The interest in learning some kind of topics from a corpus of documents started from the publication of Latent Semantic Analysis (LSA) [Deerwester90], also called Latent Semantic Indexing (LSI) in the context of information retrieval.

LSA is a linear method based on the factorization of the document-word matrix $\boldsymbol X$, where $x_{dw}$ is the count of occurrences of word $w$ in document $d$. The goal is to find a low-rank approximation $\tilde{\boldsymbol X}$ of $\boldsymbol X$ factorizing it into two matrices, one representing the documents, and the other the topics.

In this model, documents are converted to the bag-of-words format which ignores the ordering of words and only keeps the word counts.

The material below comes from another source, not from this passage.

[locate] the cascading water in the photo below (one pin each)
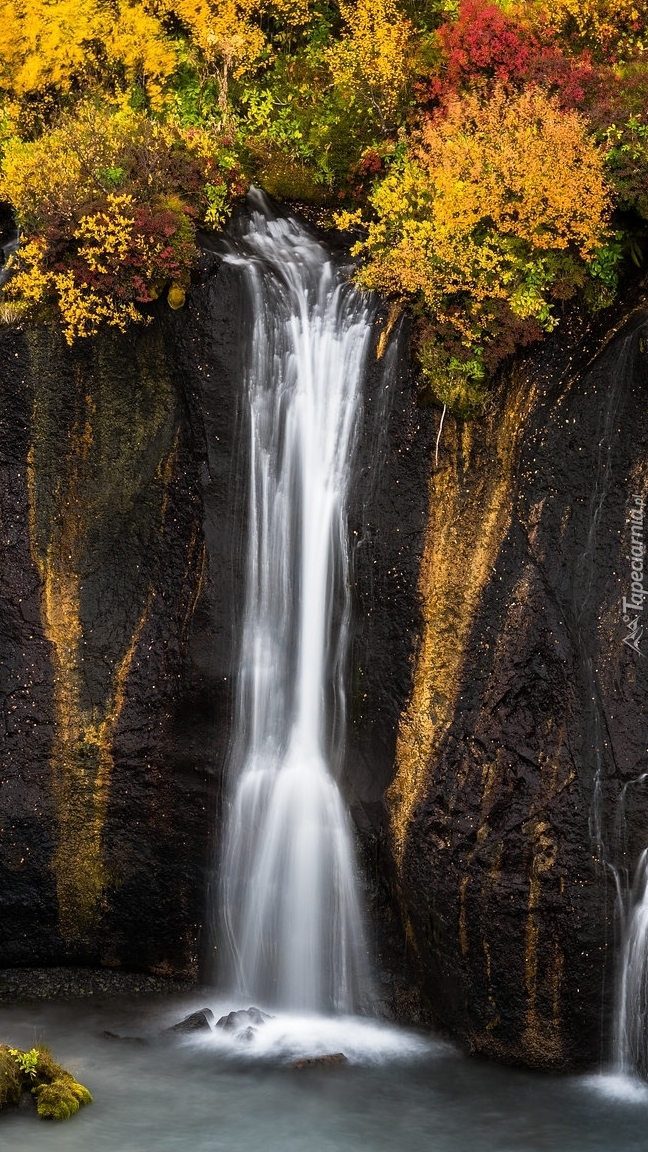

Singular Value Decomposition.

The most common way is to use the Singular Value Decomposition (SVD) of

\[\boldsymbol X = \boldsymbol U \boldsymbol \Sigma \boldsymbol V^T\]

where $\boldsymbol U$ and $\boldsymbol V$ are orthonormal matrices and $\boldsymbol \Sigma$ is diagonal. By selecting only the $K$ largest singular values from $\boldsymbol \Sigma$ and the corresponding vectors in $\boldsymbol U$ and $\boldsymbol V^T$, we get the best rank $K$ approximation of matrix $\boldsymbol X$ according to the loss $\Vert \boldsymbol X - \tilde{\boldsymbol X}\Vert_2^2$. Rows of $\boldsymbol U$ represent documents in a $K$-dimensional space, and columns of $\boldsymbol V^T$ represents the topics in the same space. Each document can be expressed as a linear combination of topics.

Non-negative Matrix Factorization.

Another common approach is to use use Non-negative Matrix Factorization (NMF) on the document-word matrix $\boldsymbol X$ [Lee99] [Pauca04]. Here, $\tilde{\boldsymbol X} = \boldsymbol U \boldsymbol V$ where $\boldsymbol U$ represents the topics and $\boldsymbol V$ the documents, both being non-negative matrices.